De Buenos Aires, sua amiga Alicia Barrios disse que não está surpresa. E explica: "O segredo é que adora ser padre. E está cumprindo seu sonho sendo Papa. Os sacerdotes se frustram porque não têm poder, mas agora Francisco tem. A prova de que está cumprindo seu sonho está estampada no seu rosto. Está feliz. Há quem diga que mudou. Não é verdade. Mantém seu senso de humor, continua fazendo piadas". Há uns dias, o cardeal alemão Gerhard Müller, prefeito da Congregação para a Doutrina da Fé e um dos que mais relutam à abertura, contou a Bergoglio que, como arcebispo emérito de Ratisbona, teria que cavalgar em uma procissão.

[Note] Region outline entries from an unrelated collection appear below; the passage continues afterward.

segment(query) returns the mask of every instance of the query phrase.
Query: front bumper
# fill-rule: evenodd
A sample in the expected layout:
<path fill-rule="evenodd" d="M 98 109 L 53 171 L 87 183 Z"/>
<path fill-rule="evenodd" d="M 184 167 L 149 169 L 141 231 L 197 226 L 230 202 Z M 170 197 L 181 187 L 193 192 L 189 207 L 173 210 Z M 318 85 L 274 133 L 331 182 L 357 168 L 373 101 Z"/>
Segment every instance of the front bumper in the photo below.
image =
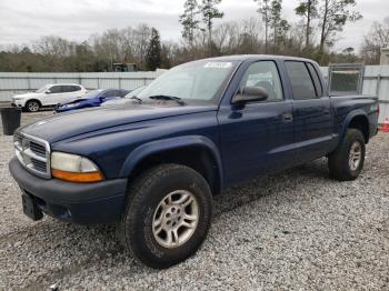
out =
<path fill-rule="evenodd" d="M 11 107 L 19 107 L 19 108 L 22 108 L 23 104 L 22 102 L 20 102 L 20 100 L 13 100 L 11 101 Z"/>
<path fill-rule="evenodd" d="M 124 210 L 127 179 L 98 183 L 71 183 L 59 179 L 42 179 L 28 172 L 13 158 L 10 172 L 24 195 L 39 209 L 59 220 L 74 223 L 111 223 Z"/>

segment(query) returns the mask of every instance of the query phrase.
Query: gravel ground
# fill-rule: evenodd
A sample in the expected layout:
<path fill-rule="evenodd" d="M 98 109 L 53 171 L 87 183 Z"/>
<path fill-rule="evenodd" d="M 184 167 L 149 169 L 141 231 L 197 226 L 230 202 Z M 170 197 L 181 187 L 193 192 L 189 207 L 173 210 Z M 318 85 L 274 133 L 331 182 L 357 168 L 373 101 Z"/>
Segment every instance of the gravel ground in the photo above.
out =
<path fill-rule="evenodd" d="M 330 180 L 321 159 L 229 189 L 198 253 L 163 271 L 137 263 L 112 227 L 30 221 L 8 171 L 12 138 L 0 144 L 2 290 L 389 290 L 389 134 L 353 182 Z"/>

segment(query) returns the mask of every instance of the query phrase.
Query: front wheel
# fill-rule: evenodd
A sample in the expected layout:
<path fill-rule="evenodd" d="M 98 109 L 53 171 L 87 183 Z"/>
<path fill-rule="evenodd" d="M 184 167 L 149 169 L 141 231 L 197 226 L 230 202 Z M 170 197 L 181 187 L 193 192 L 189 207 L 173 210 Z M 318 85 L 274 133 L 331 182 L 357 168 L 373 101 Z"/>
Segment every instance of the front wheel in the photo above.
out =
<path fill-rule="evenodd" d="M 30 100 L 26 103 L 26 110 L 28 112 L 38 112 L 40 109 L 40 103 L 36 100 Z"/>
<path fill-rule="evenodd" d="M 339 181 L 357 179 L 365 163 L 365 138 L 357 129 L 348 129 L 338 148 L 329 155 L 331 177 Z"/>
<path fill-rule="evenodd" d="M 141 174 L 129 189 L 119 234 L 124 247 L 151 268 L 192 255 L 211 221 L 212 195 L 191 168 L 162 164 Z"/>

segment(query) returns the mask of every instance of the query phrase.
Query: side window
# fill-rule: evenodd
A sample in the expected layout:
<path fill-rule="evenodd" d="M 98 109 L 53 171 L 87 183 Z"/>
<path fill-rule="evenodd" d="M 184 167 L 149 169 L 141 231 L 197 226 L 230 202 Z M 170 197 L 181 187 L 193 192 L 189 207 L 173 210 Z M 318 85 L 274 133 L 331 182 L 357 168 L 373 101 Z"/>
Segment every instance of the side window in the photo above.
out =
<path fill-rule="evenodd" d="M 106 91 L 106 92 L 103 93 L 102 97 L 104 97 L 104 98 L 118 97 L 118 90 L 109 90 L 109 91 Z"/>
<path fill-rule="evenodd" d="M 295 100 L 317 98 L 313 82 L 303 62 L 286 61 L 285 66 L 291 82 Z"/>
<path fill-rule="evenodd" d="M 126 90 L 120 90 L 120 97 L 124 97 L 129 93 L 129 91 L 126 91 Z"/>
<path fill-rule="evenodd" d="M 62 92 L 62 86 L 52 86 L 50 88 L 50 94 L 61 93 Z"/>
<path fill-rule="evenodd" d="M 307 66 L 308 66 L 309 72 L 312 76 L 317 96 L 321 97 L 322 96 L 322 87 L 321 87 L 321 82 L 320 82 L 320 79 L 318 76 L 318 71 L 315 69 L 313 64 L 307 62 Z"/>
<path fill-rule="evenodd" d="M 80 91 L 80 87 L 78 86 L 67 86 L 67 92 L 76 92 L 76 91 Z"/>
<path fill-rule="evenodd" d="M 243 76 L 240 91 L 246 87 L 262 87 L 268 93 L 267 101 L 283 100 L 280 77 L 273 61 L 258 61 L 250 64 Z"/>

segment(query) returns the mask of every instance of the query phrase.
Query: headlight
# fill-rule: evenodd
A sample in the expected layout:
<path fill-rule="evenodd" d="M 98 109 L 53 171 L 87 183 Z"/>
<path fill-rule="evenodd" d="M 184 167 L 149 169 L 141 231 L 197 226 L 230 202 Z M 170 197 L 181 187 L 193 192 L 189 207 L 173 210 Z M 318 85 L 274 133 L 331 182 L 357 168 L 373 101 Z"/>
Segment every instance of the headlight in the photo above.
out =
<path fill-rule="evenodd" d="M 81 155 L 58 152 L 51 153 L 51 173 L 54 178 L 70 182 L 99 182 L 104 180 L 99 168 Z"/>

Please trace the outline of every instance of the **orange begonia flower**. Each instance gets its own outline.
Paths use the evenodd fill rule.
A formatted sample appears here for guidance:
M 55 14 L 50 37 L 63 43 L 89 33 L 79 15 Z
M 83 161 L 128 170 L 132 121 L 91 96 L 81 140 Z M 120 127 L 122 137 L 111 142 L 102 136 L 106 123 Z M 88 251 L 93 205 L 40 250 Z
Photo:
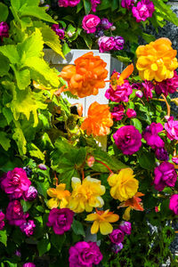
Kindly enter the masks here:
M 171 44 L 168 38 L 159 38 L 137 48 L 136 67 L 142 79 L 161 82 L 174 77 L 178 62 L 175 58 L 177 52 L 173 50 Z
M 95 101 L 90 105 L 88 117 L 82 123 L 81 129 L 86 130 L 87 135 L 107 135 L 112 125 L 113 120 L 109 107 Z
M 113 227 L 109 222 L 115 222 L 118 219 L 119 216 L 117 214 L 114 214 L 113 212 L 109 212 L 109 209 L 107 209 L 106 211 L 97 210 L 96 213 L 88 214 L 85 221 L 94 221 L 91 228 L 92 234 L 97 233 L 100 228 L 102 235 L 108 235 L 113 231 Z
M 100 88 L 105 87 L 108 76 L 106 65 L 100 56 L 90 52 L 75 61 L 75 66 L 62 69 L 61 77 L 68 82 L 69 90 L 78 97 L 96 95 Z
M 135 210 L 140 210 L 140 211 L 144 210 L 142 207 L 142 203 L 141 202 L 142 199 L 139 198 L 139 197 L 142 197 L 142 196 L 144 196 L 144 194 L 142 194 L 142 192 L 137 192 L 132 198 L 129 198 L 126 201 L 122 202 L 117 206 L 117 208 L 128 206 L 125 209 L 125 214 L 123 215 L 124 220 L 125 220 L 125 221 L 130 220 L 131 209 L 135 209 Z

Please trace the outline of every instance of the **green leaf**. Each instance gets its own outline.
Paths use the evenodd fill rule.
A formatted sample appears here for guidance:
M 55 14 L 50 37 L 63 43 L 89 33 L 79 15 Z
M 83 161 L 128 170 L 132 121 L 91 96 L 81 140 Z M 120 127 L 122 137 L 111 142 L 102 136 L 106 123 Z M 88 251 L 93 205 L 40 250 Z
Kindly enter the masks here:
M 51 248 L 51 243 L 48 239 L 42 239 L 37 243 L 37 249 L 39 252 L 39 256 L 48 252 Z
M 80 222 L 73 220 L 71 228 L 72 228 L 73 231 L 75 232 L 75 234 L 82 235 L 83 237 L 85 237 L 83 224 Z
M 8 15 L 8 7 L 4 4 L 0 3 L 0 22 L 5 21 L 7 20 Z
M 4 148 L 4 150 L 8 150 L 11 147 L 11 140 L 7 137 L 7 134 L 4 132 L 0 132 L 0 145 Z
M 3 243 L 5 247 L 7 246 L 6 230 L 0 231 L 0 242 Z
M 62 247 L 62 246 L 63 246 L 65 240 L 66 240 L 66 236 L 65 236 L 65 234 L 63 234 L 63 235 L 56 235 L 56 234 L 53 234 L 53 235 L 51 236 L 51 242 L 52 242 L 52 244 L 53 245 L 53 247 L 55 247 L 57 248 L 57 250 L 58 250 L 59 252 L 61 252 L 61 247 Z

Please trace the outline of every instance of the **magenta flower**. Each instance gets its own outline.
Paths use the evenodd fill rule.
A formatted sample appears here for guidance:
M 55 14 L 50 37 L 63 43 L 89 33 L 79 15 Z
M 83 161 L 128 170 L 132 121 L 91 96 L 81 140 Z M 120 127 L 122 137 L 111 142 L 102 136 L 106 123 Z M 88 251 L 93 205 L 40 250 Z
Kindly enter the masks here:
M 161 124 L 152 123 L 150 125 L 148 125 L 143 132 L 144 140 L 153 150 L 165 147 L 165 142 L 158 134 L 161 131 L 163 131 L 163 125 Z
M 142 86 L 144 87 L 144 95 L 146 99 L 149 101 L 149 98 L 152 98 L 152 90 L 154 89 L 154 85 L 150 81 L 145 80 L 144 83 L 142 84 Z
M 132 9 L 133 16 L 136 18 L 136 22 L 145 21 L 148 18 L 152 17 L 154 11 L 155 6 L 150 0 L 138 2 L 137 5 Z
M 114 102 L 127 102 L 128 96 L 133 93 L 133 89 L 127 80 L 122 85 L 117 85 L 117 90 L 113 90 L 111 85 L 105 93 L 105 97 Z
M 171 196 L 169 208 L 178 215 L 178 194 Z
M 29 220 L 28 222 L 22 223 L 20 228 L 20 231 L 26 234 L 26 236 L 30 237 L 34 233 L 36 224 L 34 223 L 33 220 Z
M 160 83 L 157 82 L 157 85 L 155 86 L 155 91 L 157 94 L 163 93 L 166 97 L 168 93 L 174 93 L 174 92 L 176 92 L 177 88 L 178 88 L 178 75 L 174 70 L 174 75 L 172 78 L 163 80 Z
M 20 226 L 26 222 L 28 214 L 24 214 L 21 204 L 19 200 L 11 201 L 6 209 L 6 219 L 9 224 Z
M 114 107 L 111 111 L 112 117 L 114 120 L 121 120 L 125 116 L 125 108 L 123 105 L 118 105 L 117 107 Z
M 22 168 L 14 168 L 6 174 L 1 182 L 1 187 L 12 198 L 20 198 L 23 192 L 28 190 L 31 182 Z
M 112 36 L 101 36 L 98 39 L 98 45 L 100 53 L 104 53 L 112 50 L 116 45 L 116 42 Z
M 121 6 L 127 9 L 132 9 L 135 0 L 121 0 Z
M 8 38 L 9 37 L 9 26 L 6 22 L 0 22 L 0 38 L 3 42 L 3 38 Z
M 174 166 L 172 163 L 163 162 L 154 170 L 155 189 L 158 191 L 162 191 L 166 186 L 173 187 L 177 181 L 177 174 Z
M 91 0 L 92 11 L 93 12 L 96 12 L 97 5 L 101 4 L 101 0 Z
M 26 201 L 33 201 L 37 197 L 37 190 L 34 186 L 29 186 L 28 190 L 23 192 L 23 199 Z
M 60 28 L 60 26 L 58 24 L 53 24 L 52 29 L 55 31 L 56 35 L 60 36 L 60 39 L 63 39 L 65 36 L 65 29 Z
M 93 267 L 102 260 L 102 255 L 96 242 L 77 242 L 69 248 L 69 267 Z
M 109 237 L 112 243 L 118 245 L 124 241 L 125 234 L 120 229 L 115 229 Z
M 63 235 L 70 230 L 73 216 L 74 212 L 69 208 L 53 208 L 49 214 L 47 226 L 52 226 L 55 234 Z
M 0 231 L 3 230 L 4 227 L 4 218 L 5 214 L 2 211 L 0 211 Z
M 132 224 L 130 222 L 121 222 L 118 229 L 124 231 L 126 235 L 130 235 L 132 231 Z
M 58 5 L 60 7 L 76 6 L 80 3 L 80 0 L 58 0 Z
M 178 120 L 174 120 L 174 117 L 170 117 L 165 124 L 166 135 L 170 140 L 178 140 Z
M 126 110 L 126 116 L 128 117 L 136 117 L 136 111 L 133 109 L 128 109 Z
M 142 146 L 142 134 L 133 125 L 120 127 L 114 134 L 116 145 L 125 155 L 133 155 Z
M 89 14 L 84 17 L 82 20 L 82 28 L 86 33 L 94 33 L 96 27 L 100 24 L 101 19 L 98 16 Z

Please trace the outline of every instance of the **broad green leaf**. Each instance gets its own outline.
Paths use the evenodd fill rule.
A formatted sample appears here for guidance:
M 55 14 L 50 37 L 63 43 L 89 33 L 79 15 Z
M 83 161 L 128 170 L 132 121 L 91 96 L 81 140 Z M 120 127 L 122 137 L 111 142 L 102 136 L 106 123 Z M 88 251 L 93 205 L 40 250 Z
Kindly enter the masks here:
M 39 256 L 48 252 L 51 248 L 51 243 L 48 239 L 42 239 L 37 243 L 37 249 L 39 252 Z
M 4 148 L 4 150 L 8 150 L 11 147 L 11 140 L 7 137 L 7 134 L 4 132 L 0 132 L 0 145 Z
M 8 15 L 8 7 L 4 4 L 0 3 L 0 22 L 5 21 L 7 20 Z

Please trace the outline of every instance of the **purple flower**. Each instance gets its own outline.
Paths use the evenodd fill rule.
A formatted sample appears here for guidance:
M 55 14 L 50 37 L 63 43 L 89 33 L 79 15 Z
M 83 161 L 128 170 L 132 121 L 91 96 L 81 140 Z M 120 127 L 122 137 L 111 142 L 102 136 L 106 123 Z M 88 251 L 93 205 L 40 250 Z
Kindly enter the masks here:
M 65 36 L 65 29 L 60 28 L 60 26 L 57 24 L 52 25 L 52 29 L 55 31 L 56 35 L 60 36 L 60 39 L 63 39 Z
M 109 29 L 113 25 L 113 23 L 109 22 L 108 19 L 103 18 L 101 20 L 100 25 L 101 28 L 103 28 L 103 29 Z
M 102 260 L 102 255 L 96 242 L 77 242 L 69 248 L 69 267 L 93 267 Z
M 154 89 L 154 85 L 150 81 L 145 80 L 144 83 L 142 84 L 142 86 L 144 87 L 144 95 L 146 99 L 149 101 L 149 98 L 152 98 L 152 90 Z
M 122 50 L 125 44 L 125 39 L 122 36 L 114 36 L 115 46 L 113 50 Z
M 127 102 L 128 96 L 133 93 L 133 89 L 127 80 L 122 85 L 117 85 L 117 90 L 113 90 L 111 85 L 105 93 L 105 97 L 114 102 Z
M 135 2 L 135 0 L 122 0 L 121 6 L 124 8 L 132 9 Z
M 115 120 L 121 120 L 125 116 L 125 108 L 123 105 L 118 105 L 117 107 L 114 107 L 113 110 L 111 111 L 112 117 Z
M 126 116 L 128 117 L 136 117 L 136 111 L 133 109 L 128 109 L 126 110 Z
M 153 3 L 150 0 L 142 0 L 132 9 L 133 16 L 136 18 L 136 22 L 145 21 L 147 18 L 152 17 L 155 11 Z
M 36 267 L 36 264 L 33 263 L 26 263 L 23 264 L 23 267 Z
M 100 53 L 104 53 L 112 50 L 116 45 L 116 42 L 112 36 L 101 36 L 98 39 L 98 45 Z
M 112 243 L 118 245 L 124 241 L 125 234 L 120 229 L 115 229 L 109 237 Z
M 92 11 L 93 12 L 95 12 L 97 5 L 101 4 L 101 0 L 91 0 L 91 4 L 92 4 Z
M 163 162 L 155 168 L 154 171 L 155 189 L 158 191 L 162 191 L 166 186 L 173 187 L 177 181 L 177 174 L 174 166 L 172 163 Z
M 169 155 L 164 148 L 156 149 L 155 155 L 158 160 L 161 160 L 161 161 L 169 160 Z
M 116 145 L 125 155 L 133 155 L 142 146 L 142 134 L 133 125 L 120 127 L 114 134 Z
M 111 250 L 115 253 L 115 254 L 117 254 L 121 249 L 123 249 L 123 244 L 120 243 L 120 244 L 112 244 L 112 247 L 111 247 Z
M 86 31 L 86 33 L 94 33 L 96 31 L 96 27 L 100 24 L 101 19 L 98 16 L 89 14 L 84 17 L 82 20 L 82 28 Z
M 144 140 L 153 150 L 165 147 L 165 142 L 158 134 L 161 131 L 163 131 L 163 125 L 161 124 L 152 123 L 150 125 L 148 125 L 143 132 Z
M 58 5 L 60 7 L 76 6 L 80 3 L 80 0 L 58 0 Z
M 9 37 L 9 26 L 6 22 L 0 22 L 0 38 L 3 42 L 3 38 L 8 38 Z
M 34 186 L 29 186 L 28 190 L 23 193 L 23 199 L 33 201 L 37 197 L 37 190 Z
M 178 140 L 178 120 L 174 120 L 174 117 L 170 117 L 165 124 L 166 135 L 170 140 Z
M 121 222 L 121 223 L 118 226 L 118 229 L 120 229 L 125 234 L 130 235 L 132 231 L 132 224 L 130 222 Z
M 21 204 L 19 200 L 11 201 L 6 209 L 6 219 L 9 224 L 20 226 L 26 222 L 28 217 L 28 214 L 24 214 Z
M 53 227 L 57 235 L 70 230 L 73 222 L 74 213 L 69 208 L 53 208 L 50 211 L 47 226 Z
M 178 215 L 178 194 L 171 196 L 169 208 Z
M 6 174 L 1 182 L 1 187 L 12 198 L 20 198 L 23 192 L 28 190 L 31 182 L 28 180 L 26 171 L 22 168 L 14 168 Z
M 0 211 L 0 231 L 3 230 L 4 227 L 4 218 L 5 218 L 4 214 L 2 211 Z
M 33 220 L 29 220 L 28 222 L 22 223 L 20 228 L 22 232 L 24 232 L 28 237 L 30 237 L 34 233 L 36 224 Z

O Papa respondeu: "Pobre cavalo". Ao gigante Müller, restou se constranger com as piadas de Francisco. Talvez porque não as entenda, talvez porque não as considera apropriadas para um Papa.

Durante o recente Sínodo sobre a Família, Francisco quis que cada sessão fosse aberta com um testemunho. Houve um que teve um impacto especial. O dos australianos Ron e Mavis Pirola. Contaram que alguns amigos seus haviam educado seus filhos na moral católica e estavam com um problema porque um deles disse que queria participar do jantar de Natal com um companheiro homossexual. Não sabiam o que fazer. Por um lado, haviam ensinado a rejeição. Por outro, era seu filho. Depois de escutar, o sacerdote Bergoglio, vestido de Papa, pediu aos bispos e cardeais que encontrassem uma solução.

O que saiu daquela discussão foi um grande mal-entendido retransmitido entre o setor mais tradicional e aquele que, em sintonia com Francisco, quer abrir a porta às novas famílias. O Papa sabe que os próximos meses serão difíceis. O hóspede do quarto 201 tem um difícil desafio pela frente antes de mudar o rumo da Igreja. Se possível, sem quebrá-la.